By Noel Dundon
One of the oldest traditions in rural parts of County Tipperary could be in jeopardy as a result of Health and Safety Authority regulations which are set to promote the digging of graves by fully qualified personnel only.
Yes, the days of the bottle of whiskey or poitin shared out by a few neighbours, relatives and friends anxious to give a final dig out to friends - a meeting of spirits you might say - could be dead and buried after it emerged that North
Tipperary County Council is looking into the matter in a very serious light. And, while officials acknowledge that digging of a grave and all that goes along with it, is one of the oldest traditions in the country, they nevertheless point out that having unqualified people digging a hole of some six feet in depth with a three feet rubble pile above, is simply a major risk. Indeed, if the local authority was to dig a similar hole it would require a lot of planning and assessment - a hole of three feet or more requires such assessment.
And, if it’s a thing that accidents were to happen, it is more likely the local authority which will end up ‘coffin’ up, thereby leaving them in a ‘grave’ financial position.
The practice of locals ‘undertaking’ the digging of graves is more common in rural parts of the county and is deemed an honour to be involved in the process. But, being able to work a shovel is no longer enough.
“We are very conscious of the situation and all the sensitivites surrounding it. We are currently examining the recommendations and will bring a policy document before members very soon,” Thurles Area Manager Mr Matt Shortt informed Mayor John Kennedy at a meeting of the Area committee this week.

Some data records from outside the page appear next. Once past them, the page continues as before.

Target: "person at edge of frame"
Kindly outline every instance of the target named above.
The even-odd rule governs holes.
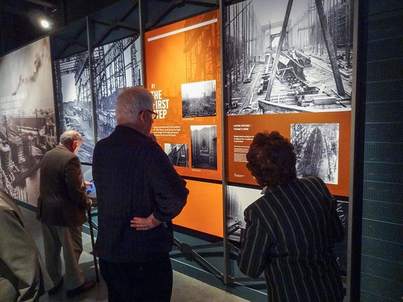
[[[43,157],[40,165],[39,197],[37,216],[41,221],[45,262],[55,293],[65,279],[66,295],[72,297],[92,288],[93,280],[85,281],[79,260],[83,252],[82,232],[85,211],[92,202],[87,195],[81,164],[76,153],[83,143],[81,135],[68,130],[60,144]],[[61,275],[60,252],[63,248],[65,274]]]
[[[343,301],[343,209],[320,178],[297,177],[294,149],[278,131],[253,138],[246,167],[264,192],[245,210],[238,264],[252,278],[264,271],[269,301]]]
[[[0,299],[38,301],[53,284],[18,206],[0,197]]]
[[[171,299],[171,220],[189,191],[150,134],[154,98],[146,89],[123,90],[114,131],[94,149],[98,231],[95,251],[109,301]]]

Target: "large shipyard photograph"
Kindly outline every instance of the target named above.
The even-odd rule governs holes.
[[[226,8],[227,114],[350,110],[354,0],[268,4]]]
[[[326,183],[338,184],[339,124],[293,124],[291,134],[297,176],[318,176]]]
[[[136,35],[94,49],[94,90],[98,139],[115,129],[115,104],[119,91],[142,85],[140,40]]]
[[[0,59],[0,189],[36,204],[39,167],[56,144],[49,39]]]
[[[120,90],[142,85],[138,38],[126,38],[94,49],[98,139],[109,135],[116,125],[115,103]],[[60,132],[66,129],[80,132],[83,142],[78,156],[81,162],[91,163],[95,139],[88,53],[61,59],[54,65]]]
[[[83,144],[77,156],[91,163],[94,144],[88,53],[56,61],[54,66],[59,134],[66,130],[80,133]]]

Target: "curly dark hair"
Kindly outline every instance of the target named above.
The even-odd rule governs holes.
[[[246,167],[263,187],[284,185],[297,177],[294,146],[278,131],[257,133],[246,159]]]

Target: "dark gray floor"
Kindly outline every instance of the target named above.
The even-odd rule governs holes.
[[[35,214],[33,211],[25,208],[20,207],[20,208],[24,215],[26,225],[31,231],[43,258],[43,244],[42,235],[39,222],[35,219]],[[94,260],[92,255],[89,253],[92,250],[92,248],[91,238],[89,235],[85,234],[83,234],[83,244],[84,252],[80,259],[80,266],[84,272],[87,279],[95,279]],[[64,264],[62,269],[64,272]],[[99,283],[96,284],[94,288],[74,298],[68,299],[65,296],[65,288],[62,286],[56,294],[49,296],[46,294],[41,297],[40,301],[41,302],[47,301],[86,301],[89,302],[108,300],[106,284],[102,279],[102,277]],[[245,300],[217,287],[174,271],[173,288],[171,301],[237,302],[247,301],[247,300]]]

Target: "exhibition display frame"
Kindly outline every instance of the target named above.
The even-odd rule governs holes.
[[[86,64],[88,64],[89,70],[89,72],[88,73],[89,77],[89,99],[90,100],[90,105],[91,105],[91,107],[89,108],[91,111],[91,121],[88,121],[88,126],[91,127],[93,133],[93,142],[95,145],[95,144],[99,140],[98,133],[99,129],[97,127],[99,117],[97,114],[98,109],[95,101],[96,99],[95,95],[96,92],[94,87],[96,81],[95,79],[95,63],[94,60],[95,59],[94,59],[94,49],[97,47],[102,47],[110,43],[117,42],[125,38],[135,36],[138,37],[140,42],[139,49],[141,52],[140,56],[141,59],[139,62],[139,63],[141,65],[141,70],[139,72],[139,77],[141,77],[142,79],[141,84],[145,87],[151,90],[152,87],[151,85],[152,84],[155,84],[155,82],[152,76],[149,74],[150,71],[152,70],[152,68],[154,68],[154,66],[147,67],[147,64],[150,63],[150,60],[152,59],[147,57],[147,42],[146,39],[149,33],[152,31],[156,31],[156,32],[159,32],[159,31],[160,31],[161,30],[163,31],[163,28],[164,27],[171,27],[173,28],[177,26],[176,24],[178,23],[181,22],[184,23],[187,20],[191,20],[192,18],[196,18],[202,15],[215,14],[217,17],[218,30],[219,33],[218,57],[220,61],[220,70],[218,70],[218,73],[221,79],[221,85],[219,85],[219,93],[217,95],[218,96],[217,99],[217,101],[215,103],[217,107],[216,108],[216,111],[214,112],[214,114],[211,113],[211,115],[212,116],[217,114],[217,120],[214,120],[214,123],[213,124],[208,123],[203,124],[202,122],[197,122],[195,124],[214,125],[217,127],[216,132],[212,134],[212,135],[216,135],[217,140],[216,141],[219,141],[216,146],[216,147],[217,147],[217,145],[219,146],[218,151],[216,154],[216,166],[215,166],[214,164],[212,164],[212,162],[211,161],[208,164],[203,162],[202,164],[198,164],[198,165],[194,165],[191,167],[191,164],[188,164],[188,167],[185,167],[184,168],[182,169],[182,167],[183,167],[182,166],[179,169],[177,169],[177,171],[178,171],[178,173],[181,176],[188,181],[188,183],[190,184],[189,185],[192,187],[196,187],[199,186],[200,188],[204,188],[204,189],[199,188],[198,189],[199,191],[197,191],[197,193],[195,193],[195,195],[191,196],[191,198],[194,199],[190,200],[190,203],[193,201],[194,204],[199,205],[202,204],[202,203],[204,202],[203,196],[201,195],[197,196],[197,194],[206,194],[207,191],[209,191],[214,192],[216,194],[216,195],[209,195],[211,199],[217,198],[216,200],[217,204],[214,208],[216,210],[215,213],[216,214],[213,216],[214,218],[213,220],[214,221],[211,221],[208,218],[204,219],[204,216],[203,216],[203,215],[206,215],[206,217],[207,217],[209,210],[211,211],[211,209],[209,210],[209,209],[205,208],[204,212],[203,212],[203,209],[200,210],[199,208],[197,207],[191,207],[192,211],[198,211],[198,212],[193,213],[184,213],[185,215],[188,215],[188,217],[179,216],[175,218],[175,220],[173,221],[174,223],[181,227],[180,230],[182,232],[186,232],[186,229],[188,229],[191,230],[190,233],[192,234],[194,234],[195,232],[196,233],[198,232],[202,234],[201,237],[205,238],[209,238],[209,235],[211,235],[211,238],[212,241],[215,241],[215,242],[211,244],[206,243],[192,245],[179,239],[175,239],[175,245],[176,250],[183,253],[186,257],[190,257],[194,261],[198,262],[208,271],[222,280],[224,284],[234,285],[245,282],[249,284],[251,282],[253,283],[253,279],[244,276],[235,276],[234,273],[234,268],[232,267],[235,264],[233,261],[232,262],[231,261],[231,258],[233,258],[233,256],[231,256],[231,253],[235,253],[236,254],[239,250],[238,248],[239,245],[239,241],[234,241],[229,238],[228,220],[230,215],[228,189],[229,187],[231,186],[249,189],[254,189],[255,190],[257,190],[259,187],[256,184],[252,184],[251,181],[253,181],[253,179],[251,178],[250,178],[247,181],[238,182],[234,181],[233,177],[229,177],[230,170],[231,169],[233,169],[234,166],[233,160],[234,146],[233,143],[229,143],[230,141],[233,141],[233,140],[231,140],[233,139],[233,137],[230,135],[230,133],[233,130],[234,125],[231,124],[229,122],[229,115],[226,114],[228,110],[228,106],[226,106],[226,105],[228,105],[229,102],[228,99],[225,99],[227,98],[228,92],[226,91],[226,88],[227,87],[228,83],[225,82],[226,74],[227,74],[228,72],[224,66],[225,63],[226,62],[226,58],[227,55],[225,49],[225,39],[227,37],[226,36],[226,24],[225,21],[226,18],[228,17],[225,15],[225,8],[234,4],[241,3],[245,3],[246,1],[220,0],[219,1],[192,1],[189,2],[189,3],[186,3],[186,2],[184,2],[183,4],[179,4],[180,5],[179,5],[176,2],[175,4],[168,4],[166,2],[160,3],[158,0],[153,0],[152,1],[146,1],[145,0],[132,2],[120,1],[113,5],[111,7],[107,8],[96,12],[91,16],[87,16],[84,19],[78,20],[72,24],[70,24],[51,33],[48,39],[50,40],[52,87],[53,87],[56,119],[58,120],[61,118],[60,116],[58,116],[60,112],[58,112],[57,110],[57,108],[60,106],[60,94],[56,91],[56,87],[57,85],[60,86],[60,84],[57,83],[58,77],[59,77],[58,79],[60,79],[60,75],[56,74],[58,72],[55,67],[55,62],[56,61],[76,55],[83,52],[88,52],[88,55],[86,59],[87,60]],[[291,2],[292,3],[292,1],[291,1]],[[353,196],[352,180],[355,173],[353,163],[353,159],[355,156],[353,146],[355,144],[354,137],[356,133],[355,132],[356,129],[354,127],[355,116],[357,114],[356,107],[357,92],[356,91],[356,87],[357,85],[357,72],[358,55],[358,47],[357,47],[358,45],[358,3],[359,2],[357,0],[355,1],[354,2],[355,6],[353,18],[354,27],[353,29],[354,30],[354,34],[352,36],[352,38],[353,44],[354,46],[352,50],[353,62],[352,64],[352,84],[351,97],[351,114],[347,118],[346,118],[345,113],[341,114],[342,115],[344,114],[343,118],[346,121],[349,120],[343,124],[344,130],[348,130],[349,133],[351,131],[351,134],[345,137],[346,141],[348,142],[347,144],[348,148],[346,149],[344,151],[344,153],[343,153],[343,156],[344,157],[343,163],[344,166],[344,168],[345,168],[343,170],[343,173],[349,174],[349,178],[347,179],[347,178],[345,177],[345,179],[344,180],[345,184],[344,185],[345,186],[341,190],[336,189],[335,191],[336,193],[334,194],[337,195],[338,200],[348,204],[349,209],[348,221],[347,268],[346,272],[347,273],[348,294],[349,291],[351,290],[350,284],[352,284],[351,283],[352,280],[350,280],[350,271],[352,269],[352,261],[353,261],[352,259],[352,243],[351,242],[351,238],[352,236],[352,232],[353,232],[353,230],[351,226],[353,225],[354,212],[351,209],[354,208],[354,204],[353,204],[351,197]],[[155,6],[158,6],[158,5],[159,5],[159,9],[157,10],[157,11],[153,11],[153,8]],[[186,6],[187,6],[187,7]],[[196,7],[197,7],[197,9],[195,9]],[[112,14],[112,16],[110,16],[111,15],[110,12],[113,12]],[[182,26],[181,25],[181,26]],[[125,68],[127,68],[126,65],[124,65],[124,66]],[[170,66],[167,66],[168,71],[169,68],[171,67]],[[175,70],[175,72],[178,71]],[[251,71],[251,72],[252,71]],[[210,78],[206,78],[200,81],[207,82],[211,80]],[[119,88],[121,88],[122,87],[119,87]],[[209,91],[210,92],[210,91]],[[215,91],[215,93],[216,92],[217,92]],[[205,95],[209,93],[211,93],[211,92],[204,93]],[[109,96],[107,96],[109,97]],[[171,99],[170,101],[171,104],[174,104],[174,102],[175,101],[174,100],[176,96],[173,95],[171,96]],[[174,101],[172,101],[172,100],[174,100]],[[182,102],[183,102],[183,100]],[[180,111],[180,110],[179,111]],[[211,119],[212,118],[212,116],[209,116],[208,118],[200,117],[198,115],[195,115],[194,114],[191,113],[190,111],[188,112],[188,113],[184,115],[183,115],[184,114],[182,112],[181,116],[179,117],[179,119],[182,120],[184,119],[185,120],[190,120],[191,119],[193,119],[193,120],[202,121],[202,119],[203,118]],[[311,114],[313,115],[314,114],[311,113]],[[261,115],[259,116],[259,118],[262,119],[268,116]],[[280,118],[279,116],[277,118]],[[291,116],[289,115],[288,116]],[[326,118],[322,119],[322,121],[322,121],[314,122],[314,123],[324,123],[325,122],[323,121],[326,120]],[[303,123],[306,123],[306,122],[301,122],[301,124]],[[246,124],[247,123],[245,122],[244,123]],[[290,122],[290,125],[291,123]],[[158,123],[156,122],[156,124],[157,124]],[[233,128],[232,130],[231,130],[231,127]],[[62,132],[60,124],[56,126],[56,136],[58,137]],[[190,131],[191,131],[191,128],[190,129]],[[194,131],[195,132],[197,130]],[[249,130],[248,130],[248,131]],[[260,131],[260,130],[259,131]],[[231,134],[232,134],[232,132]],[[191,134],[189,134],[189,141],[190,135]],[[286,137],[287,136],[289,135],[287,134]],[[158,135],[157,136],[158,139],[159,137]],[[211,139],[211,138],[210,139]],[[172,144],[184,144],[183,141],[179,142],[175,141],[174,142],[175,143],[172,143]],[[168,142],[166,143],[168,143]],[[189,142],[188,144],[190,145],[190,143]],[[345,142],[345,145],[346,143]],[[170,146],[170,147],[174,147],[174,146]],[[188,152],[190,152],[189,149],[191,150],[192,149],[191,146],[190,146],[190,148],[189,148],[188,146],[187,147]],[[205,152],[208,151],[210,152],[210,148],[208,148],[208,146],[205,145],[203,147],[200,147],[200,148],[204,147],[207,150]],[[163,145],[162,147],[164,148],[164,145]],[[181,147],[181,145],[180,147]],[[230,154],[232,155],[231,156],[232,160],[231,161],[229,156]],[[188,163],[189,157],[188,154],[187,156]],[[211,157],[211,156],[209,156]],[[82,161],[85,164],[90,164],[91,163],[86,161]],[[195,160],[194,161],[196,162]],[[192,159],[191,162],[193,162],[193,160]],[[217,163],[217,162],[219,163],[218,164]],[[338,162],[337,164],[340,165],[340,162]],[[187,171],[186,169],[188,168],[189,171],[192,169],[194,171],[196,171],[197,169],[200,169],[200,167],[202,167],[202,173],[199,173],[199,174],[202,176],[198,176],[197,173],[192,173],[191,171],[190,173],[186,172]],[[206,167],[208,167],[208,168],[206,168]],[[204,167],[206,168],[205,170],[203,170]],[[211,172],[215,168],[217,170],[217,172],[212,172],[211,173],[209,172],[209,170]],[[231,170],[231,175],[233,175],[233,171]],[[244,173],[244,171],[242,171],[241,172]],[[240,173],[239,174],[241,173]],[[213,175],[213,176],[212,177],[211,175]],[[204,186],[204,187],[203,187]],[[194,192],[194,191],[191,191],[191,194],[192,192]],[[250,200],[251,202],[253,201],[252,200]],[[190,205],[189,206],[190,206]],[[186,208],[184,210],[185,211]],[[192,225],[193,221],[195,221],[194,220],[195,219],[195,215],[199,216],[199,221],[197,221],[198,224]],[[203,225],[204,221],[205,222],[204,225]],[[207,226],[207,225],[211,225],[212,223],[217,224],[217,227],[212,228]],[[220,239],[222,239],[222,241],[220,240]],[[219,240],[217,240],[218,239]],[[200,255],[197,251],[197,250],[199,249],[216,249],[217,248],[222,248],[223,265],[220,267],[217,267],[216,265],[206,260],[203,255]],[[235,254],[234,255],[235,255]],[[263,280],[262,277],[260,277],[257,282],[261,283]]]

Mayor Kennedy had expressed his concerns about the prospects of the tradition being ended and described it as a detrimental blow to rural life, or perhaps more accurately, rural death. “This is happening all over the country and I feel is it just gone too far. It will have a big affect on rural life and in spite of all the people who have been buried over the years, I have never heard of anyone getting injured digging the grave,” said Mayor Kennedy.
Thurles Town Clerk Mr Michael Ryan said that funerals in graveyards remain very high risk with people climbing over graves and steps, and leaning on headstones which might not be in good condition. “It is a big concern and while we would be conscious of the whole tradition thing, we also have to be conscious of safety of the public as well,” he said.
Depending on where the location is, it could cost up to 1000 Euro to have the grave opened should it require digging on a Sunday or Bank Holiday. This, on top of all the other expenses means that while the cost of living is going up, so too is the cost of dying.
With cremation becoming more popular, the days of the conventional burial could be up in smoke.